Genetics Exam III Study Guide

Can mutations in sex cells be inherited?

Chapter 13—Mutation, DNA Repair, and Recombination 

∙ Point mutations vs. Frameshift mutations

o Point Mutation: Only affects one or very few nucleotides, typically changes  one nucleotide for another  

o Frameshift Mutation: Changes the “frame” in which the template strand is  read. Is caused by Indels (Insertions or deletions) of a pair of nucleotides o Therefore, the differences between the two are that point mutations only  affect one nucleotide and frameshift mutations affect more than one  

nucleotide and how the entire code is read.  

∙ Somatic vs. Germline mutations

o Somatic Mutations: Mutation in a non-germline cell that can be passed to  the progeny through cell division

What are some physical and chemical agents that cause mutations?

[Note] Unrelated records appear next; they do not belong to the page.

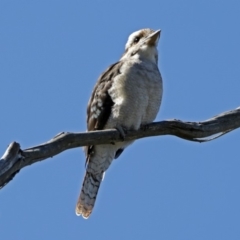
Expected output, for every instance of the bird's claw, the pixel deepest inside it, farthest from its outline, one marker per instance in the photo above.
(121, 131)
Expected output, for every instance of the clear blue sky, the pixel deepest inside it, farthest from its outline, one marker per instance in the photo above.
(52, 52)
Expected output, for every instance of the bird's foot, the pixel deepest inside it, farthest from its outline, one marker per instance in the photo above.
(122, 131)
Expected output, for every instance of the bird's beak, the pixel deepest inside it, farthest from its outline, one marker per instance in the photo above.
(153, 38)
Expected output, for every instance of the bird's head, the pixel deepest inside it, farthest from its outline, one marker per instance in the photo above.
(142, 44)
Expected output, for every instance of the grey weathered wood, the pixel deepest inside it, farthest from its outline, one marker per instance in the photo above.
(15, 159)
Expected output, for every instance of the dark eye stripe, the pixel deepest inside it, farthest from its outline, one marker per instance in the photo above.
(136, 39)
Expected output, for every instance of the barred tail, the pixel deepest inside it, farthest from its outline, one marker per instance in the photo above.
(88, 195)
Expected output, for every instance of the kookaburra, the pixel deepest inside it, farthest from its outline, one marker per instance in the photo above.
(127, 95)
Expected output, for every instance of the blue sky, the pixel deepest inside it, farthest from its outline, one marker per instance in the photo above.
(51, 54)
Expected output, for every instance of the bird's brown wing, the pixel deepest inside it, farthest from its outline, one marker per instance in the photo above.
(100, 104)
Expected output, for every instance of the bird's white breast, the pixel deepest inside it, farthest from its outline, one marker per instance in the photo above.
(136, 93)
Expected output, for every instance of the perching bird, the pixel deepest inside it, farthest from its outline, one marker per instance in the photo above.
(127, 95)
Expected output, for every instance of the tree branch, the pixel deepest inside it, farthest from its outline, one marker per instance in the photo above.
(14, 159)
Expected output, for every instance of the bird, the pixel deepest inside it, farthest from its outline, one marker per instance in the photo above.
(126, 96)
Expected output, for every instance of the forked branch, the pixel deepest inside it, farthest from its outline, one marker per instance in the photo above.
(14, 159)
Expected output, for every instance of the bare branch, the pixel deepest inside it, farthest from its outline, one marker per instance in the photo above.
(15, 159)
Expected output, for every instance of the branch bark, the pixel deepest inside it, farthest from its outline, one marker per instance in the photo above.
(14, 159)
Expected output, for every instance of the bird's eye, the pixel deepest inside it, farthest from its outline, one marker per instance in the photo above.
(136, 39)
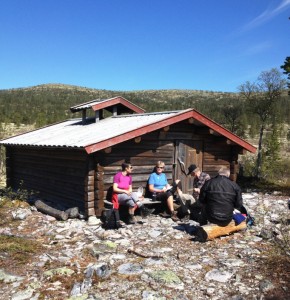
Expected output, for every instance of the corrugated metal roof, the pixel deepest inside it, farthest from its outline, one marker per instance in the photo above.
(93, 137)
(72, 133)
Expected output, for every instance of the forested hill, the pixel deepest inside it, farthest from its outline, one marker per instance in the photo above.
(49, 103)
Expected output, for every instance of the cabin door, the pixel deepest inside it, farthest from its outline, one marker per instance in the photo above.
(187, 152)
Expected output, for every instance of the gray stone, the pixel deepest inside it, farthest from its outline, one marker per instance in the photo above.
(22, 295)
(218, 275)
(7, 278)
(266, 285)
(130, 269)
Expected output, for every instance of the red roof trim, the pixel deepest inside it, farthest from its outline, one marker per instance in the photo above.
(118, 100)
(191, 113)
(223, 131)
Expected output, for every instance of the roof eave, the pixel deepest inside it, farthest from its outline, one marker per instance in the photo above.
(180, 116)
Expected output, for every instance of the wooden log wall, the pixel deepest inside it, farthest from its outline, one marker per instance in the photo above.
(143, 153)
(143, 156)
(216, 151)
(53, 174)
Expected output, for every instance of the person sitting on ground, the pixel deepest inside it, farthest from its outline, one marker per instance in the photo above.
(160, 189)
(219, 197)
(122, 188)
(188, 202)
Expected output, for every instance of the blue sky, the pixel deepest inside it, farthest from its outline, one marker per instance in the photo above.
(141, 45)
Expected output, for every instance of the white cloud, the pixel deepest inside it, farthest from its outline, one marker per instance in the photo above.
(267, 15)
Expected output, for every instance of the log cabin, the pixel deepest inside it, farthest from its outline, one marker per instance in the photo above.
(72, 163)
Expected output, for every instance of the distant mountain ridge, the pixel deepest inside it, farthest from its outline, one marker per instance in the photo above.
(49, 103)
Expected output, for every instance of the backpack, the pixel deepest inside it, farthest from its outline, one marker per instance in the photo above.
(111, 219)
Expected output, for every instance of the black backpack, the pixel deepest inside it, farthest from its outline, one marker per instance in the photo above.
(111, 219)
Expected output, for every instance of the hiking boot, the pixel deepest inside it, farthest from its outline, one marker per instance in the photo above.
(165, 215)
(132, 219)
(174, 216)
(146, 211)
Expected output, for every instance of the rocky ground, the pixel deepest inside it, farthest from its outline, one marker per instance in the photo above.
(154, 259)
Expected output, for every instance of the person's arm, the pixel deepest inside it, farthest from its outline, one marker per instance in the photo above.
(202, 194)
(154, 190)
(239, 199)
(120, 191)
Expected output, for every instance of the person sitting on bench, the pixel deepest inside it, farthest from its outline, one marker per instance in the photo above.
(161, 190)
(122, 188)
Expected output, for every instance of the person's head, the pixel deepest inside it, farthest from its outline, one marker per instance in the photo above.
(194, 171)
(224, 171)
(127, 167)
(159, 167)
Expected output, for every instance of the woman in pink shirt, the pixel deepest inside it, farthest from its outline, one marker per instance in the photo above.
(122, 186)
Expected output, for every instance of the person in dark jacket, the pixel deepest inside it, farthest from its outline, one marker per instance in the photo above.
(219, 197)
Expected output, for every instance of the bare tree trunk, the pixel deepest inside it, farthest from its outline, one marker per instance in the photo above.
(259, 157)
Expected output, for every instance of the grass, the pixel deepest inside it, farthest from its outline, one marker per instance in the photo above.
(18, 249)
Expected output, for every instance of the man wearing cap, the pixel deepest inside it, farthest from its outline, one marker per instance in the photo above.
(219, 197)
(199, 179)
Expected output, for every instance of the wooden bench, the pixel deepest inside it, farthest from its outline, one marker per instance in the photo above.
(145, 201)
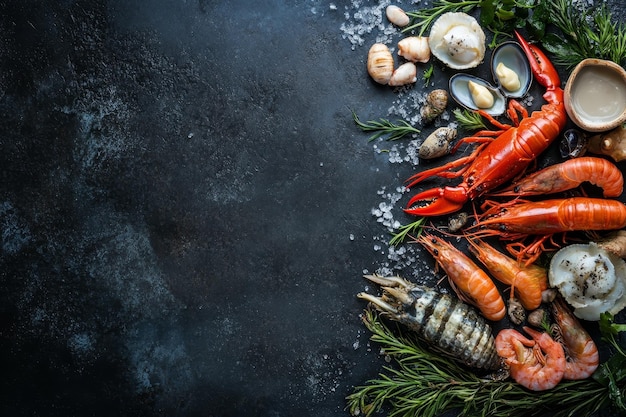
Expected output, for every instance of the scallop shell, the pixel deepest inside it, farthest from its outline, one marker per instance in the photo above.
(380, 63)
(414, 48)
(459, 90)
(397, 16)
(457, 40)
(513, 57)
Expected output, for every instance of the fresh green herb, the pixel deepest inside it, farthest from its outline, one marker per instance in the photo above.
(586, 33)
(423, 383)
(469, 120)
(499, 16)
(428, 74)
(384, 127)
(422, 19)
(407, 230)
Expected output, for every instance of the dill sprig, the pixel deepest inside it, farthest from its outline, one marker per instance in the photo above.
(407, 230)
(423, 383)
(586, 33)
(382, 127)
(469, 120)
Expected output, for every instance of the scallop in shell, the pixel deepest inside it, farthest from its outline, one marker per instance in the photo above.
(460, 91)
(457, 40)
(511, 69)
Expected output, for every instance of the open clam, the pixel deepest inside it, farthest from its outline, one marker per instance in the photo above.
(510, 71)
(460, 91)
(509, 64)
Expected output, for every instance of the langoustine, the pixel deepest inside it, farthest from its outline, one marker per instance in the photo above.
(569, 175)
(542, 219)
(448, 325)
(470, 282)
(527, 281)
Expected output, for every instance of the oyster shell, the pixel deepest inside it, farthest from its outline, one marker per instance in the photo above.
(512, 57)
(457, 40)
(460, 91)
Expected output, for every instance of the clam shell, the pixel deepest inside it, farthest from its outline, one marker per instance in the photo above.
(459, 90)
(513, 57)
(457, 40)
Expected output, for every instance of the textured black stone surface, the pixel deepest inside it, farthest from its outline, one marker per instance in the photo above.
(179, 183)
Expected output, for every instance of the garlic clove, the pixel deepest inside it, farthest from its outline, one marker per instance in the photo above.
(397, 16)
(414, 48)
(507, 77)
(481, 95)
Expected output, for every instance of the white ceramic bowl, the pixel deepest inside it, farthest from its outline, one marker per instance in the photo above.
(595, 95)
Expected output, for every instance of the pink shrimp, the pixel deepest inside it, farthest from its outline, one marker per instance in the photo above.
(582, 357)
(537, 364)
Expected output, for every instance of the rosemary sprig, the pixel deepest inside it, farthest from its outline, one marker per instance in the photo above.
(422, 19)
(587, 33)
(469, 120)
(384, 127)
(407, 230)
(424, 383)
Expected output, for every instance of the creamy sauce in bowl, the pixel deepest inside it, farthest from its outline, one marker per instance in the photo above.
(599, 94)
(595, 95)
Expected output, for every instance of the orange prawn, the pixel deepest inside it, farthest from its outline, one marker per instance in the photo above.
(471, 283)
(568, 175)
(527, 281)
(517, 220)
(582, 357)
(537, 364)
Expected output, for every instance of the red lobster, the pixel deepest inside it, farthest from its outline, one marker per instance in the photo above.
(500, 159)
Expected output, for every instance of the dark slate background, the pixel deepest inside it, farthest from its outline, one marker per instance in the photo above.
(180, 181)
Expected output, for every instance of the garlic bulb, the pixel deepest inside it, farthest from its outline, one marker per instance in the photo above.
(414, 48)
(590, 279)
(397, 16)
(481, 95)
(380, 63)
(507, 77)
(404, 74)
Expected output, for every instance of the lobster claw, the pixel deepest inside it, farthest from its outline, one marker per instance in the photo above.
(545, 73)
(439, 201)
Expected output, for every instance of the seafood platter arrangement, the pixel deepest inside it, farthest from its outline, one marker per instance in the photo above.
(530, 319)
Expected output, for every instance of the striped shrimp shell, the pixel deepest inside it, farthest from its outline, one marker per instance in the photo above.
(448, 325)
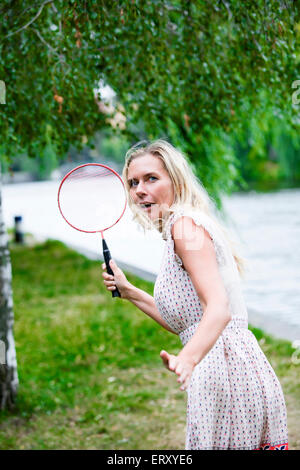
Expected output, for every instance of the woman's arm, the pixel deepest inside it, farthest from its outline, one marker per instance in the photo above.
(196, 250)
(141, 299)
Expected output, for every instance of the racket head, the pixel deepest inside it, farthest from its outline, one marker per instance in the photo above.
(91, 198)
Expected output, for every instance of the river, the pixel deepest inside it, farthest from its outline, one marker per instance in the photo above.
(266, 226)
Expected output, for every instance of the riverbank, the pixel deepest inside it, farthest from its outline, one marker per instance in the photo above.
(77, 390)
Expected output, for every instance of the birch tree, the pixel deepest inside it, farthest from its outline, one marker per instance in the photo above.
(182, 67)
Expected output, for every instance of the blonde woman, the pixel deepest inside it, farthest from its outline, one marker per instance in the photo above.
(235, 400)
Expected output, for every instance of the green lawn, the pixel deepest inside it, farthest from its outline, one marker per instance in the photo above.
(89, 367)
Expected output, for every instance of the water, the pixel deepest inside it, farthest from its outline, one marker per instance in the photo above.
(267, 227)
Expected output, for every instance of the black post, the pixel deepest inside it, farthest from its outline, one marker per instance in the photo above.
(19, 236)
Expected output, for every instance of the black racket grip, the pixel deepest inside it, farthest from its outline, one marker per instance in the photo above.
(107, 258)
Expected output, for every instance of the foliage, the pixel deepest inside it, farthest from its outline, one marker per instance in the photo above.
(190, 63)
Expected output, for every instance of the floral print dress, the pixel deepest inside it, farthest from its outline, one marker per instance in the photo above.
(234, 399)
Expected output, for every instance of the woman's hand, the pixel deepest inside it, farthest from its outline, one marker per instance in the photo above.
(117, 279)
(182, 365)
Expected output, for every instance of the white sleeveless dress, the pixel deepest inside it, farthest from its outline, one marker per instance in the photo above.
(235, 400)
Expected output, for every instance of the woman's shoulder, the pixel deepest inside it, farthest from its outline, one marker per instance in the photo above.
(182, 215)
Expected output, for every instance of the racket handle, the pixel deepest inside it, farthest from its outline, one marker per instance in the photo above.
(107, 258)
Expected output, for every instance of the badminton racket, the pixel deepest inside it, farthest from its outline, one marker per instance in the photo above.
(91, 199)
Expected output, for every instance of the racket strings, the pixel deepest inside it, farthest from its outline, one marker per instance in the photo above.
(92, 198)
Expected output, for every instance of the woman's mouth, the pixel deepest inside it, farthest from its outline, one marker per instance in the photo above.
(147, 205)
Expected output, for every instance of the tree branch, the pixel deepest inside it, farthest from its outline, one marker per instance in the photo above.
(45, 42)
(31, 21)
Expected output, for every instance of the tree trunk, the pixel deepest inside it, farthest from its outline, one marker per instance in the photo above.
(8, 360)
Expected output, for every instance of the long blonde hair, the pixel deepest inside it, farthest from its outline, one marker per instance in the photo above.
(188, 189)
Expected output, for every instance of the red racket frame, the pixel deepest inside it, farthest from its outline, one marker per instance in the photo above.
(81, 166)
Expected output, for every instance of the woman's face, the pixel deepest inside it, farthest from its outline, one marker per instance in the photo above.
(151, 187)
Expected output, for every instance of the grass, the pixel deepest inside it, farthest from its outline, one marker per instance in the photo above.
(89, 367)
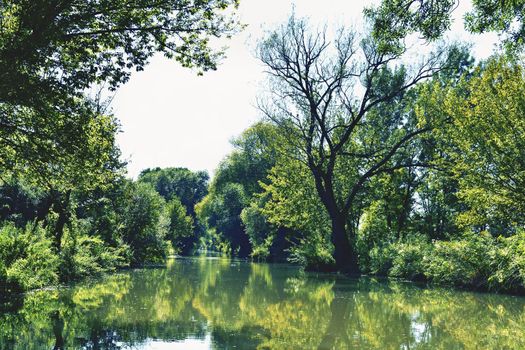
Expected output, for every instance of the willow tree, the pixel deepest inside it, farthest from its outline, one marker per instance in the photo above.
(342, 105)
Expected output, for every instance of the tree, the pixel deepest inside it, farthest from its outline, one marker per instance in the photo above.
(332, 126)
(486, 154)
(393, 20)
(144, 224)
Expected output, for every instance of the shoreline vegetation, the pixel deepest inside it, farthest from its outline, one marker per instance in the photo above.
(365, 161)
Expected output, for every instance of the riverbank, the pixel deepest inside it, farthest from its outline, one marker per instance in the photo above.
(221, 303)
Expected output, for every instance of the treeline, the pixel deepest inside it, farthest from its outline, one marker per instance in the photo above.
(127, 223)
(367, 163)
(368, 160)
(66, 209)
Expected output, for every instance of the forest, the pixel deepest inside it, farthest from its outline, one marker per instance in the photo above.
(366, 159)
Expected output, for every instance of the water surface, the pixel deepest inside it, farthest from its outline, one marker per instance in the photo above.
(217, 303)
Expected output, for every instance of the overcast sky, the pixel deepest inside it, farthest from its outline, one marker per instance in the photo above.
(171, 117)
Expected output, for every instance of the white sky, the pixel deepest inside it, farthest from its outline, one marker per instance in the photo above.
(172, 117)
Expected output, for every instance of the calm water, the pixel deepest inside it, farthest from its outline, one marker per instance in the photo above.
(213, 303)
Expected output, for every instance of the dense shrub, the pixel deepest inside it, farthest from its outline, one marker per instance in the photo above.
(85, 255)
(314, 253)
(475, 261)
(461, 263)
(380, 260)
(408, 260)
(27, 257)
(508, 264)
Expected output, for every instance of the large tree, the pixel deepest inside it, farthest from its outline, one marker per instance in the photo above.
(344, 133)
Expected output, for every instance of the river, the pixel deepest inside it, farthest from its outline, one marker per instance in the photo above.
(218, 303)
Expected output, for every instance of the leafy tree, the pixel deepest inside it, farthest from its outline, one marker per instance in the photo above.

o Germline Mutations: Inherited genetic mutations in the sex cells

o Therefore, the primary difference between the two is the cells in which they  occur  

∙ Spontaneous vs. Induced mutations

o Spontaneous: Occurs without a known cause  

o Induced: Mutation that occurs due to exposure to a chemical or physical  agent that causes changes in the structure of DNA  

∙ Transition vs. Transversion

o Transition: Changes a Purine to a Purine (A ???????? G) or a pyrimidine to a  pyrimidine (C????????T) If you want to learn more check out What does the torah say about god?

o Transversion: Changes a Purine to a Pyrimidine or vice versa  

Which system of testing would be best for testing chemicals as mutagens?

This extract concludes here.